In reality, the vast majority of people on the planet (and there are more than 7 billion), go for kindness and a sense of humor. Go figure!
Bottom line, if you make it all the way to Step 6, you own this person’s heart – or at least as much of it as they’re willing to let anyone have a claim on. Good work! And look at you – you did it all by being a disgustingly good, nice person. You didn’t even have to compromise your principles or change your character or even be that brave. Now it’s time for:
Step 7. Don’t wait.
If you’d been willing to just go for it earlier, it wouldn’t have taken you this long. But you weren’t, for whatever reason, you actually wanted to win this person over, be sure they were ready; you didn’t want to be rejected yourself. Maybe you’re just as shy as they are. Maybe you’re more scared of rejection than any Shy Person you’ve ever met. Don’t worry.
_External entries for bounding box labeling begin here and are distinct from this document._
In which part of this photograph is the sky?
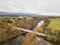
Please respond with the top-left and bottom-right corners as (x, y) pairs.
(0, 0), (60, 15)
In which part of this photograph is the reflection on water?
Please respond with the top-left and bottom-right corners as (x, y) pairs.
(0, 36), (23, 45)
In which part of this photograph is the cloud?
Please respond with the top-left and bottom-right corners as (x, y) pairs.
(0, 0), (60, 14)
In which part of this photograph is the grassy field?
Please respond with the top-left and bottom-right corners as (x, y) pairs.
(48, 18), (60, 30)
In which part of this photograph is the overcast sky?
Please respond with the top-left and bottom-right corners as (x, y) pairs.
(0, 0), (60, 15)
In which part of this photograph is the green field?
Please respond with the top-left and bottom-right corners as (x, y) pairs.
(48, 18), (60, 30)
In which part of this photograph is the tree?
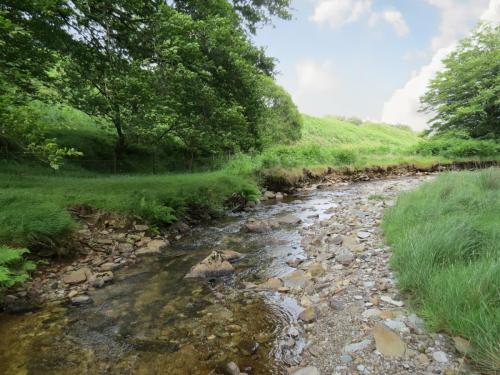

By this time, it really doesn’t matter how shy either or both of you are. You’re past that point. You trust each other. You know each other. It’s too late for shyness, really. You’ve already done all the work. All the hard parts are over. Your chemicals have melded. The barriers have essentially fallen.
So you just say it, whatever it is, or you just do it. Thanks to all your shyness attacking techniques, which you’ve been using for maybe 3 months, if you’ve been very methodical, the level of intimacy between the two of you is actually quite high. Your shy person can now tell you things no one else gets to hear. And you can say things you wouldn’t tell other people. This is just a side effect of doing the various things that win trust, the Calm Centered Listening and so on. You’re not making a proposal in the dark. You know something about this particular person because you’ve been paying attention. And you can therefore get an honest answer. The risk of pain is actually quite low.
You’ve just done the opposite of what most people do, that’s all.
Most people establish a relationship first – and then do the labor of building up trust, assurance, confidence, and so on, in whatever areas they are needed. They get to know the person while they are in a relationship with them. You simply did the homework first. You got to know them before either of you decided it was love.
It’s a cautious approach, but there’s nothing wrong with it. It reduces risk, and the fact is, you’re going to have to do some of this shit, regardless, either before or after the fireworks. There’s nothing wrong with doing it first. In fact, it often makes things more smooth and long-lasting once things get going. And this can be greatly to your advantage, because if you are a shy or cautious person, god knows, you don’t really like the strain and the wear and tear of getting yourself into and out of god knows how many romantic relationships before finding one that works. So you’ve saved yourself a lot of stress and found someone you can be reasonably assured of. Good work. Props to you. Most people aren’t like you – but screw ’em. If they like stress and strain, let them take that route.
Finally, if fear rears its ugly head at any point – in either of you – deploy your Calm Centered Listening skills to get through it. These puppies will get you through anything with your shy person. Arguments, misunderstandings, embarrassments, you name it. If something absolutely needs to be said, wait until you’re calm, and then say it. Calm Centered Listening Skills don’t work for all things or all situations – but they do work with your Shy Person and they do work in alleviating fear or insecurity. So fucking deploy them. Use them to your advantage.
All right – by now you have done so much work that I sincerely hope you end up marrying your Shy Person so you never have to go through this again. And I have every confidence that you will – anyone who made it through all seven steps deserves marital bliss and I am here to wish it on you and the Shy Person you worked so hard to get.